Can we learn to fail gracefully?

I tell my students a lot to ask themselves what type of kid they are going to be today. The one that keeps going? Or the one the gives up? Many things in life are going to be hard and not easy to manage. There will be times that it may seem like giving up is the way out of what is currently happening to you at any given moment.

But the thing is, that is not true. You may have to give up old habit, find a new way to see what is actually laid out in front of you. That doesn’t mean you gave up, it just means that you grew. 

You took the challenge that was placed in front of you. The one that is heavy, hard to manage and you found the solution. You did not lay down, refusing to grow. You stood your ground. You found your strength and you took the time to relish in the what ifs instead of the I cant’s.

Habits good or bad, nice or not don’t just happen on a whim. We choose to grow those habits. We feed them. We embrace them. Sometime we love them.  What if instead, we learned from them?

What if instead of the shame we attached to those habits. We looked at them with a sense of knowledge and love. We thanked them for coming into our lives and we wish them well.  What if we made the choice to stop being so damn hard on ourselves and we choose to love who are at this moment, right now.

Hey, just because we choose to love ourselves now, doesn’t mean that we don’t continue to grow. It just means that we allow our self the freedom from the shame, guilt and comparison we attached to them. 

I love who I am right now as bigger girl but that doesn’t mean that I don’t want to get more healthy and do things for my body that will allow for more freedom for me to thrive. I don’t want to be limited in the my choose. I want to be both. The women I am now and the one I strive for in the future. And to me that looks like many things. 

I see myself moving more and eating better. I see myself loving more and choosing to let go of my past childhood trauma. I see myself being okay with the simplicity of life while reaching to build an empire. 

You can be both. You can be who you are currently and be the person you wish to grow into. 

It all starts with making the choice to give up the old habits, stepping up to face the harsh pain you’ve held onto for comfort. It’s allowing yourself to look past all the old times you did give up. That you didn’t move forward and allowing the shame of those experiences to leave. To give access for growth.

What I have learned in my experience of changing habits that were no longer conducive to my self growth. Was that if I didn’t look into the negative thought that caused the habit in the first place and change the thought process then it was much harder to change the habit as a whole. I would tend to fall back into the habit as a form of comfort and use that as the excuse. 
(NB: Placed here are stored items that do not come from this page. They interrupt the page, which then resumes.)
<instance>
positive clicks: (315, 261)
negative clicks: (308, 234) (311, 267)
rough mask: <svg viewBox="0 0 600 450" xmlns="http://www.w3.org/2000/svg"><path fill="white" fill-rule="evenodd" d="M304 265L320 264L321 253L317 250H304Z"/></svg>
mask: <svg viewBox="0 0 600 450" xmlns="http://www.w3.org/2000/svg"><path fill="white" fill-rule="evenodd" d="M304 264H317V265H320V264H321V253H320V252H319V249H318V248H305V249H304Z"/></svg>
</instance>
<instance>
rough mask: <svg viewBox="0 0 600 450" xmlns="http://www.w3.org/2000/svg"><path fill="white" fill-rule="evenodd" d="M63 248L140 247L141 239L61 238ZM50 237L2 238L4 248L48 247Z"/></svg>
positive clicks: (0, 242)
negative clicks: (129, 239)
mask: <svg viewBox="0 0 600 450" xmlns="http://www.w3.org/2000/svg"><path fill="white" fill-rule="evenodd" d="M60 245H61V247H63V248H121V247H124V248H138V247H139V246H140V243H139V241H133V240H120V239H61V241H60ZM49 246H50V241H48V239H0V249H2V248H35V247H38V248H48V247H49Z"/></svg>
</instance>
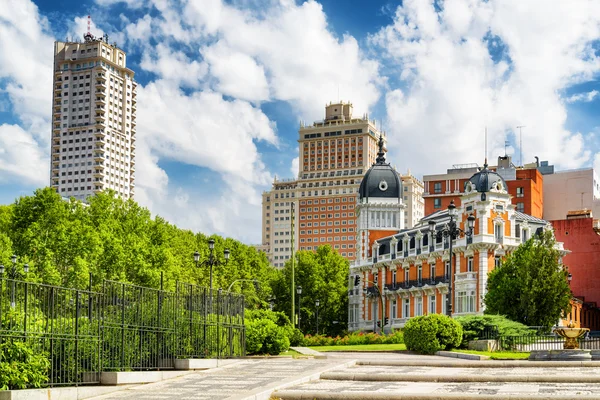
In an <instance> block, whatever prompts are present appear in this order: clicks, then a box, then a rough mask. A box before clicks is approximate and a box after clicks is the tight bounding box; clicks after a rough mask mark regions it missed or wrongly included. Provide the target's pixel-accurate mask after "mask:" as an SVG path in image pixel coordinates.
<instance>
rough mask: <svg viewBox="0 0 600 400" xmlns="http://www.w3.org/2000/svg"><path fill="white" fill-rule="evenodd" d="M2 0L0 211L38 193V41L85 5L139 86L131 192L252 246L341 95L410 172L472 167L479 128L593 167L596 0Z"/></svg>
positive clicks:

IE: My family eats fast food too much because I don’t have time to prep and cook healthy options. The Negative thought that caused the habit: Failing to prep and cook healthy options are for those mothers that can do it all. I can’t so I must not be a good enough mother therefore we can only eat fast food. Changing the thought: The mother I am to my kids is the mother they need in their life. I not only offer them love, comfort and joy. But I provided them with home cooked meals on the days that works for our family. Overextending myself to please others does no one in our house hold any good. 

Changing the thought is what changes the habit. Will it change it for good? Maybe yes, maybe no, Some take time to overcome but what will start to happen is when you get yourself stuck in that thought and you will have tools in your pocket to help redirect your attention back. Giving you the option to avoid starting the habit again in the first place.

You have to allow yourself some room to grow and fail gracefully. It doesn’t happen overnight. You will get sucked back into those thoughts and turning towards the habit that was form by them is comfortable, easy, known.

It will be hard to adjust to your new reality. Take the time to fail at it gracefully because you will. You will go back, but you don’t always have too. On the days that you do, pick yourself up, stand your ground and ask yourself who are you going to be today? The kid the gives up? Or the kid that keeps going?

Make the choice to change your thoughts, then take the time to change the reaction to those thoughts. Slowly you will overcome but only if you keep going.